La vie des Autres
En 1788, un forgeron français nommé Mathurin Louschart a été tué chez lui d’un seul coup à la tête. L’acte a été commis en un clin d’œil, mais la querelle qui l’a motivé s’était envenimée pendant des mois. Plus tôt cette année-là, le très conservateur Mathurin s’était apparemment offusqué des idées nouvelles de son fils Jean sur la liberté et l’égalité. Jean s’exprimait sur ses croyances, qui attisaient les feux du radicalisme dans toute la France. Non content de jeter son fils hors de la maison familiale, Mathurin tente de le punir davantage en s’arrangeant pour épouser Hélène, la petite amie de Jean. La famille d’Helen n’était que trop heureuse de confier leur fille à un membre tant vanté de la communauté, mais Helen elle-même désespérait à la perspective d’être arrachée à Jean et enchaînée à un vieil ogre couvé pour le reste de sa vie. Jean a élaboré un plan: il est arrivé une nuit chez son père pour sauver Helen et s’envoler vers le coucher de soleil égalitaire. Mais Mathurin interrompit leur fuite et une bagarre s’ensuivit. Jean a frappé avec un marteau. Il a frappé Mathurin au ras du front, et le vieil homme est mort sur le coup.
Malgré ses protestations de légitime défense, Jean a été reconnu coupable de meurtre et condamné à être cassé au volant. Ce châtiment, dans lequel les condamnés étaient attachés à visage découvert sur une grande roue puis avaient les os cassés, était un moyen courant de torture, d’exécution et d’humiliation dans toute l’Europe depuis des siècles. Certains pensent qu’il s’agissait d’une invention entièrement française, lancée dès le vie siècle. Si c’est le cas, plus de mille ans d’histoire ont pris une fin inattendue le jour où Jean a abordé son destin angoissant à Versailles. Dans les semaines qui ont suivi la sentence, le sort de Jean est devenu une cause célèbre. Ici, beaucoup ont estimé qu’un jeune homme était puni non pas pour un acte de violence, mais pour ses convictions politiques. Alors que Jean se dirigeait vers l’échafaud le jour de son exécution, des dizaines d’habitants chargèrent vers l’avant, le saisirent et le portèrent en lieu sûr. Les autorités sont stupéfaites et la force de l’opinion publique pousse le roi Louis XVI à accorder à Jean un pardon royal.
La libération de Jean Louschart semble maintenant l’un des innombrables petits moments de rébellion qui annonçaient la Révolution à venir, qui a balayé des siècles de tradition. La France n’a plus jamais eu recours à la roue, qui semblait soudainement appartenir à un passé très lointain. Environ un an après l’affaire Louschart, une nouvelle méthode d’exécution a été discutée publiquement pour la première fois: la guillotine, une machine à tuer qui, insistent ses créateurs, rendrait une justice immaculée, une tête roulante à la fois.

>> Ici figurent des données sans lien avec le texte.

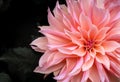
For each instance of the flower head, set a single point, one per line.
(82, 42)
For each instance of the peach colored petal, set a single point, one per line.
(77, 67)
(92, 32)
(77, 78)
(81, 43)
(85, 22)
(85, 76)
(39, 44)
(100, 16)
(103, 59)
(80, 51)
(54, 22)
(87, 6)
(114, 38)
(88, 64)
(100, 4)
(110, 46)
(48, 70)
(94, 76)
(101, 34)
(102, 73)
(100, 49)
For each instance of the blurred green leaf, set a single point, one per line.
(4, 77)
(20, 61)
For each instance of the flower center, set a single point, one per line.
(89, 45)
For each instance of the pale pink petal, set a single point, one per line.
(54, 22)
(80, 51)
(114, 38)
(100, 17)
(110, 46)
(102, 73)
(77, 78)
(77, 67)
(87, 6)
(85, 22)
(100, 4)
(92, 32)
(101, 34)
(49, 70)
(100, 49)
(93, 74)
(88, 64)
(85, 76)
(103, 59)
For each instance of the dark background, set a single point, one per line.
(18, 28)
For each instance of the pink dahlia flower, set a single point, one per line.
(82, 42)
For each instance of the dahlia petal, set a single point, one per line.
(86, 6)
(75, 37)
(93, 53)
(100, 49)
(114, 31)
(77, 78)
(110, 46)
(102, 73)
(62, 74)
(94, 76)
(115, 65)
(101, 34)
(77, 67)
(54, 22)
(100, 16)
(114, 38)
(80, 51)
(48, 70)
(39, 44)
(85, 76)
(57, 12)
(103, 59)
(55, 37)
(92, 32)
(85, 22)
(88, 64)
(115, 14)
(65, 51)
(100, 4)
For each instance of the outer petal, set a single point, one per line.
(103, 59)
(88, 64)
(110, 46)
(40, 44)
(49, 70)
(94, 76)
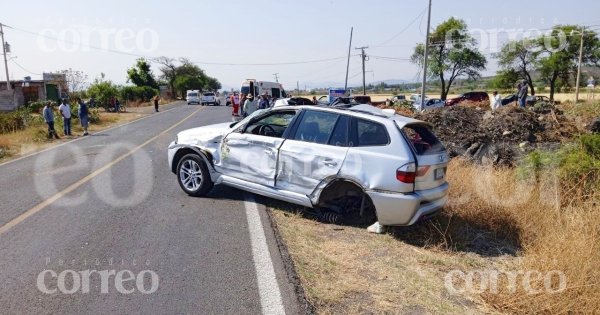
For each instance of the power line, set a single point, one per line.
(403, 30)
(151, 58)
(22, 68)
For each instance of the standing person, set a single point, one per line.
(264, 101)
(49, 120)
(496, 101)
(156, 99)
(235, 104)
(84, 117)
(243, 99)
(65, 112)
(522, 95)
(250, 106)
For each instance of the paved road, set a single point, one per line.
(109, 203)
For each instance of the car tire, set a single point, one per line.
(193, 175)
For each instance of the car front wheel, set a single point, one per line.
(193, 175)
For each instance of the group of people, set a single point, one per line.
(521, 96)
(248, 104)
(64, 109)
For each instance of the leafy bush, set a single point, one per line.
(17, 120)
(135, 93)
(103, 91)
(577, 166)
(94, 116)
(35, 107)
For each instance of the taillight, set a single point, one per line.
(407, 173)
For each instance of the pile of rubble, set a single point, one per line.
(499, 137)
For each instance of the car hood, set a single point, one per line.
(204, 136)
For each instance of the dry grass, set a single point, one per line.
(552, 237)
(349, 271)
(493, 222)
(34, 138)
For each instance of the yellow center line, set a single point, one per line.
(23, 216)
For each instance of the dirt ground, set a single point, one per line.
(27, 141)
(562, 97)
(346, 270)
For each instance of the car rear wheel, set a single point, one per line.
(193, 175)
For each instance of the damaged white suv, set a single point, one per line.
(359, 163)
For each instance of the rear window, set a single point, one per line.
(370, 133)
(316, 127)
(422, 139)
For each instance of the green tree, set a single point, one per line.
(212, 84)
(505, 79)
(559, 54)
(518, 57)
(452, 54)
(103, 91)
(141, 74)
(187, 82)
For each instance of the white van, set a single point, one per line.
(257, 88)
(193, 97)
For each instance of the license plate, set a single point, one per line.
(439, 173)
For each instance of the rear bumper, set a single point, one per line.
(407, 209)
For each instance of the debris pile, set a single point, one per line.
(499, 137)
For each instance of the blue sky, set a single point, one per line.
(260, 31)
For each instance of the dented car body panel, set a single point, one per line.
(293, 154)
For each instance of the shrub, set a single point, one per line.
(17, 120)
(35, 107)
(138, 93)
(103, 91)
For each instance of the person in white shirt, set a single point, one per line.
(250, 106)
(65, 111)
(496, 101)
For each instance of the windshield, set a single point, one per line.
(250, 117)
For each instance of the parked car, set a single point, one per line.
(532, 99)
(294, 101)
(509, 99)
(362, 99)
(469, 96)
(360, 163)
(399, 98)
(430, 103)
(209, 98)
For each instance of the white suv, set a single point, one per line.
(359, 163)
(209, 98)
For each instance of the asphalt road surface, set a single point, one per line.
(100, 225)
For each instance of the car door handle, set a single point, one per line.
(330, 163)
(269, 152)
(237, 142)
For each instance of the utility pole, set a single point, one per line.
(579, 66)
(5, 61)
(348, 63)
(364, 58)
(424, 83)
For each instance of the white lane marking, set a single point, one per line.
(268, 288)
(23, 216)
(80, 138)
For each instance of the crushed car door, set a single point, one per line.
(251, 153)
(315, 152)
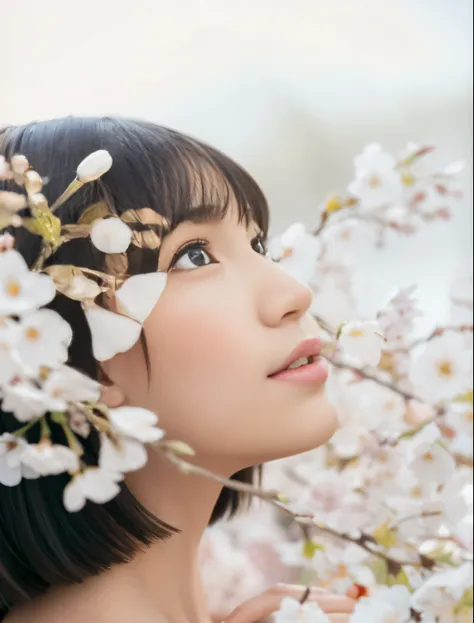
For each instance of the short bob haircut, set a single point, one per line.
(41, 544)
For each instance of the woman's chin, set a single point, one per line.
(311, 432)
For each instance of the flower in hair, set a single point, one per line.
(113, 333)
(111, 235)
(22, 291)
(43, 339)
(94, 484)
(94, 166)
(36, 387)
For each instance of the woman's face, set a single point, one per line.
(229, 317)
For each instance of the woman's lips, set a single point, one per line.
(315, 373)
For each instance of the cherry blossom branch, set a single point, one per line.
(277, 499)
(438, 332)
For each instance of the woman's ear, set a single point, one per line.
(112, 396)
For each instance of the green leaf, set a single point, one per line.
(310, 548)
(385, 536)
(379, 568)
(400, 579)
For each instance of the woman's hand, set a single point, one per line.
(337, 608)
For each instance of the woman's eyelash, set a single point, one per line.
(192, 244)
(202, 244)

L’homme chargé d’opérer la guillotine de Paris tout au long des turbulentes années 1790 était le même homme qui s’apprêtait à exécuter Jean Louschart avant que la foule n’intervienne. Il s’appelait Charles-Henri Sanson, bourreau en chef de Louis XVI et du régime républicain qui a balayé l’ancien régime. Bien qu’au début de la Révolution, il soit aussi injurié et souillé que n’importe quel bourreau de son temps, il finit sa vie comme « Le Grand Sanson”, un héros pour le peuple français. Il était perçu à travers le continent comme le dernier bastion de l’intégrité morale en France.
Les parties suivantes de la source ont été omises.